Moving beyond the illusion of ‘AI is magic’ at KM & AI Summit 2025
Understanding AI as a true technological mechanism—not just the mystical ingredient that makes all your problems disappear—is fundamental.
At this year’s KM & AI Summit, Seth Earley, CEO of Earley Information Science and author of The AI Powered Enterprise, will break down what makes AI work—and work successfully—in his session, “Building a Knowledge Architecture for Retrieval-Augmented Generation (RAG).”
Unlock the future of innovation and knowledge management at the KM & AI Summit in Scottsdale, Arizona, March 17-19, 2025.
The KM & AI Summit—brought to you by the organizers of KMWorld—brings together thought leaders, technologists, KM practitioners, and industry experts to examine the latest trends and best practices for striking the balance between robust KM and AI innovation.
Earley explained that, at its core, “AI is not magic. Although it seems to be magic, we do need data. We need a foundation of good data, quality data—and we need the right data architecture, because at the end of the day, it's a retrieval mechanism.”
With a mechanism that depends on information—and good information, at that—developing a system that feeds it quality data seems rather obvious. But for the AI era, returning to and refining the basics of data and information management is less apparent, though more crucial, than one might think.
“There's a lot of what I'll call, aspirational functionality, where people are expecting certain things or trying to do certain things, but they're little ahead of their skis,” said Earley. “I still see vendors…assume there's a knowledgebase…[but] how good is that knowledgebase? How well curated is it? How well organized is it tagged? Is it fresh?”
With retrieval-augmented generation, or RAG—a popular method of enhancing AI outputs with external information—these questions ring even more true.
“When people say, just use generative AI, there's a whole retrieval piece of this. And the problem with retrieval is the problem that we've always had with retrieval, the problem we've always had with search,” said Earley. “Anything we're doing with retrieval-based AI is to make up for our past sins in poor data, content curation, and hygiene.”
“The way to do that is to build a knowledge architecture, [or] a subset of the overall information architecture of the enterprise, and it's focused on very specific use cases. It's a much narrower domain, and it's used to access information for the user in the context in which they're using that information. So, knowledge architecture for generative AI is absolutely essential to making retrieval-augmented generation work, full stop,” Earley continued.
Outside of his session, Earley looks forward to diving into the nitty-gritty of the real-world problems associated with KM and AI.
“I'm looking forward to seeing the real, hard-hitting, deep-dive types of case studies and examples,” he noted.

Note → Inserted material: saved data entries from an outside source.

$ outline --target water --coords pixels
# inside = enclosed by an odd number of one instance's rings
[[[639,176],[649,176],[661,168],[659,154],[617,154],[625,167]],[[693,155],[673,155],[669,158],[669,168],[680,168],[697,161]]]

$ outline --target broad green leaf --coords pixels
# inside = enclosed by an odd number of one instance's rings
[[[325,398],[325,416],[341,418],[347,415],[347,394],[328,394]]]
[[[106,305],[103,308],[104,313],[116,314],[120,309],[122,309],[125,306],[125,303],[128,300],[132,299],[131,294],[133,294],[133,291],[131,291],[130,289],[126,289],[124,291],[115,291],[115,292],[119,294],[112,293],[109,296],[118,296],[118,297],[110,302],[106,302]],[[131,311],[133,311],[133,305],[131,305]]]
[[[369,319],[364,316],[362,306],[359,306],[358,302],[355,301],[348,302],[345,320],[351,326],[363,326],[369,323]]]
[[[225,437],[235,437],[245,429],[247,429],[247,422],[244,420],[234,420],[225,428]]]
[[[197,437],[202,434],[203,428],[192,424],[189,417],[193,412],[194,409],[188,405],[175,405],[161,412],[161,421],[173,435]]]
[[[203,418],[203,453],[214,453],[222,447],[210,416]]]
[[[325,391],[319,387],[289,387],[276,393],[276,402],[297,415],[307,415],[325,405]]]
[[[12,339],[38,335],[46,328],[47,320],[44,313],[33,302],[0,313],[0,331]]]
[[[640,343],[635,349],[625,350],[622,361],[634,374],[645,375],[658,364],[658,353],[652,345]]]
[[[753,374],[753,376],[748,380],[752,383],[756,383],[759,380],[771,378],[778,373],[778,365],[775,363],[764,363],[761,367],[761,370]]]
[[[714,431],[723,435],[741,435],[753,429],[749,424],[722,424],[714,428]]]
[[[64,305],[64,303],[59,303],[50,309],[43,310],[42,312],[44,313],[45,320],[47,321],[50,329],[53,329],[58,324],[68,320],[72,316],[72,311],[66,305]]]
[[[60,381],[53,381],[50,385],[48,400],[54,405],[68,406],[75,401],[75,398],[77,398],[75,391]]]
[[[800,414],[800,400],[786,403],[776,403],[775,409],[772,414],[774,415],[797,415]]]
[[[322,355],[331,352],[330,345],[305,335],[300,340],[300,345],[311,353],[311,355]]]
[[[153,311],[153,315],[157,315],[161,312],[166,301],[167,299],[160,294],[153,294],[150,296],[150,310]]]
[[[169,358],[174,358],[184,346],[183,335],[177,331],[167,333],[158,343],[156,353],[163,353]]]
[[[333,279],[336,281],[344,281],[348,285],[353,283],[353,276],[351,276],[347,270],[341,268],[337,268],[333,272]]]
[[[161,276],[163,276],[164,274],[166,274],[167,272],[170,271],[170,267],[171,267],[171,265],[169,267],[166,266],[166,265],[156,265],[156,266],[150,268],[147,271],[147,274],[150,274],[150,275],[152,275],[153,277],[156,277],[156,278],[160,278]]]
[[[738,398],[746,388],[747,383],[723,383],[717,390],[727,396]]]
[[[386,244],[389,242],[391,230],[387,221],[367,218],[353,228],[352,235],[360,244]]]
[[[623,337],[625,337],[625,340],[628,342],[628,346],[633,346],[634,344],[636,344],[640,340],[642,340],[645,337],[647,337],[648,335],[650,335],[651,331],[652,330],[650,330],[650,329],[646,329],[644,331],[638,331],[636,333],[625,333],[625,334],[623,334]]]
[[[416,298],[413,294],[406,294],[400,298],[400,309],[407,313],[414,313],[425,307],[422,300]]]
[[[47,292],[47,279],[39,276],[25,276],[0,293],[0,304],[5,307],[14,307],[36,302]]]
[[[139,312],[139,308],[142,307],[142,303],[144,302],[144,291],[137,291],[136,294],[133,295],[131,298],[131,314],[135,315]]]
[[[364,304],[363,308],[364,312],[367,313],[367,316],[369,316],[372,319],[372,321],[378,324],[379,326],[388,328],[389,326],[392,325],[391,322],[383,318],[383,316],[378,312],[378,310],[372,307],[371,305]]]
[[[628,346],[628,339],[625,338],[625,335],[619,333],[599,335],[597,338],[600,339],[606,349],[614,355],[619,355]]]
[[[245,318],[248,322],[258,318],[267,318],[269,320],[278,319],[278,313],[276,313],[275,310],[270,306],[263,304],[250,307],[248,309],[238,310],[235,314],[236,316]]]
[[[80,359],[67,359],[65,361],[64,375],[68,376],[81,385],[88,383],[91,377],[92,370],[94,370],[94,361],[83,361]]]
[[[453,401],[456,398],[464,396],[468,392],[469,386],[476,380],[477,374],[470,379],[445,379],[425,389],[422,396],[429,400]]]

Earley further predicted that many attendees will be interested in effective resource allocation; as demands grow more ambitious and budgets get tighter, managing resources is more important than ever.
“It's all about resource allocation and course corrections. You have lots of opportunities to apply these tools; there's lots of initiatives going on. How do you decide what the best use of your resources are?” Earley pointed out. “I think anything that is helping people make decisions about how they apply their resourcing is going to be important, because it's really saying, how are we measuring value, how are we measuring outcomes?”
Earley’s session will take place on Tuesday, March 18 at 3:30 p.m.